ミゲルがフリオを恨んでもけして不思議ではないのに、彼は昔からの親友を熱心に追いかけ、あの手この手で記憶を戻させようとする。

二人で施設の壁の漆喰を塗る作業や、楽しく思い出のタンゴを合唱する様子が、何とも微笑ましい。

(C)2023 La Mirada del Adios A.I.E, Tandem Films S.L., Nautilus Films S.L., Pecado Films S.L., Pampa Films S.A.

だが、残念なことに、娘アナに会ってもフリオの記憶は戻らない。そこでミゲルは考えつく、あの時のフィルムを上映すれば、思い出すきっかけになるのではと。

22年ぶりに自作を引っ張り出すミゲル監督が、約30年ぶりの長編映画というエリセ監督自身と重複する。

アナ・トレントだって、監督は育ての親みたいなものだし、フリオの大事な宝箱には、リュミエール兄弟の映画と同じ機関車のパラパラ漫画があったり、エリセ監督がかつて宿泊したと思しき三段峡ホテルの箱マッチがあったり。

デジタルではなく、フィルムでの上映。近所の閉鎖した映画館と交渉し、運よく古い映写機で上映が可能になる。相棒のマックスがフィルム缶をライトバンで搬入。

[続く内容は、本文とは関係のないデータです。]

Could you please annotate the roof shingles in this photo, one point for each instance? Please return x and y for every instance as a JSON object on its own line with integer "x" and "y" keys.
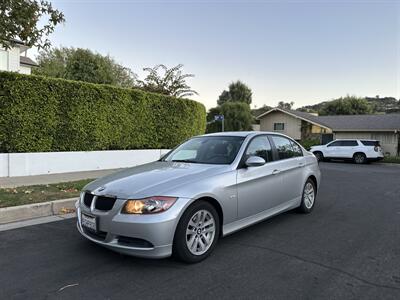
{"x": 349, "y": 122}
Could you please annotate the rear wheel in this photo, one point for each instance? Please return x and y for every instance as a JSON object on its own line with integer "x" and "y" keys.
{"x": 319, "y": 155}
{"x": 308, "y": 197}
{"x": 359, "y": 158}
{"x": 197, "y": 233}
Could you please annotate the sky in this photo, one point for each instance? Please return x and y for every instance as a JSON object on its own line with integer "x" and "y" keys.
{"x": 300, "y": 51}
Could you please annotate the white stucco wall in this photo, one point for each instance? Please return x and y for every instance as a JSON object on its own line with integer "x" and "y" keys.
{"x": 27, "y": 164}
{"x": 292, "y": 125}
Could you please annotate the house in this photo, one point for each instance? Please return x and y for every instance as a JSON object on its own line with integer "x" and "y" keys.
{"x": 16, "y": 59}
{"x": 303, "y": 126}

(C)2023 La Mirada del Adios A.I.E, Tandem Films S.L., Nautilus Films S.L., Pecado Films S.L., Pampa Films S.A.

まるで『ミツバチのささやき』にでてきた地方巡業の映画隊だ。寂れた町のオールドシネマパラダイス。観客は施設のシスターたちと、通報者ベレン、番組プロデューサーのマルタ、そしてアナとフリオ。

上映フィルムには、マルタに渡さなかったエンディングが入っている。フリオが演じる探偵が上海から連れ戻した娘チャオ・シューと、死期迫る父・レヴィ―との再会。

上海の扇で顔を隠し、熱いまなざしを父に向ける娘。だが、レヴィは力尽き、娘は父の死を目の当たりにする。娘には父の死を見せたくない。それこそが、ミゲルがアナを慮ってこのシーンの放映を阻んだ理由だろうか。

だが、フリオはこうして生きている。後生大事に抱えていた写真の娘が映画の中のチャオ・シューだと分かり、彼の脳内はどういう答えを見出すだろうか。そして、横に座る実の娘のことを思い出すことができるだろうか

ドライヤー亡きあとも、映画は奇跡を起こすだろうか。そこにベタな芝居のエンディングは存在しない。ヤヌスはただ、過去と未来を見通し続ける。